Chu* z tym basenem, dajcie miejsca pracy bo za dwa lata w Kole będą poszukiwane biedaszyby!
Panie Kozajda… Niech Pan pozwoli, ze posłużę radą.
Kredyt bankowy i pozyczka to nie sa 2 takie same slowa. A Pan postawil miedzy nimi znak rownosci. Poza tym na gorze strony widnieje napis: „Codzienna porcja rzetelnych informacji o Twoim mieście i rejonie” gdzie wyrazenie „rzetelnych informacji” jest wytluszczone. Mysle, ze skoro nazywa sie Pan redaktorem, to moglby Pan przestac juz tak bardzo zaznaczac swoje emocje w tekstach – przypomne, ze w „rzetelnych informacjach” nie ma miejsca na wlasne odczucia i emocje. Niestety tekst jest jednostronny, a ma byc bezstronny. Jesli to portal informacyjny, to prosze go przeksztalcic w zwyklego bloga, albo zrezygnowac z nacechowania emocjonalnego informacji, ktore maja byc obiektywne, a nie subiektywne. Wyraza Pan swoja opinie, czy przekazuje do publicznego wgladu informacje? Nie podwazam prawdziwosci tych wiadomosci, jednak czytanie ich z takim zabarwieniem emocjonalnym sprawia, ze czytelnik skupia sie na emocjach, a nie na faktach. Jaki jest tego efekt?
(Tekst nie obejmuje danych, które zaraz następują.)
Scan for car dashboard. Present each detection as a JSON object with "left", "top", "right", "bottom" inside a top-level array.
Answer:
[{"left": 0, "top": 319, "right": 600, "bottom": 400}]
Po przeczytaniu kilku tekstów u czytelnika pojawia sie nieufnosc do ich autora i niechec do czytania kolejnych „informacji”. Prosze przestudiowac kilka ksiazek i zmienic styl pisania artykulow. Na pewno wyjdzie to Panu i Panskiemu portaliwi na dobre.
PS
Prosze nie chowac urazy, ale jednak hiperbolizacja Panskiego subiektywizmu w tekstach niestety kluje w oczy.
Szanowny Panie Studencie. Mimo, że nie jestem ekonomistą, a p.Drożdżewski ma studia podyplomowe z ekonomii, jednak wszystko to, co pisałem i przewidywałem od ponad 3 lat w swoich tekstach o finansach Koła i inwestycjach, sprawdza się jota w jotę. Co do słów „pożyczka” i „kredyt”, dziękuję za zwrócenie na to uwagi. Nigdy nie twierdziłem i nie twierdzę, że pozjadałem wszystkie rozumy.
Każdego, kto czytając moje teksty odczuwa rzekomą „nieufność” odsyłam do konkurencji. Tak jest jedna słuszna burmistrzowska „prawda” i nie ma miejsca na emocje. Powtarzam po raz kolejny – nikogo nie zmuszam do czytania. Urodziłem się w Kole poświęciłem się temu miastu całe swoje życie pracując społecznie wiele lat, i teraz mam pisać bez emocji i spokojnie widząc jak ktoś niweczy to wszystko? Nie mój Panie.
Może i piszę emocjonalnie,ale nie widzę w tym NIC złego. Jednak jakoś nie odstręcza mi to Czytelników, a wprost przeciwnie. I nie odczuwam, żebym rozsiewał „nieufność”. A czy nieufności nie czuje Pan do ludzi, którzy manipulują, kłamią i robią wodę z mózgów ludziom pustą propagandą? Czuje Pan do nich zaufanie? :)Pozdrawiam.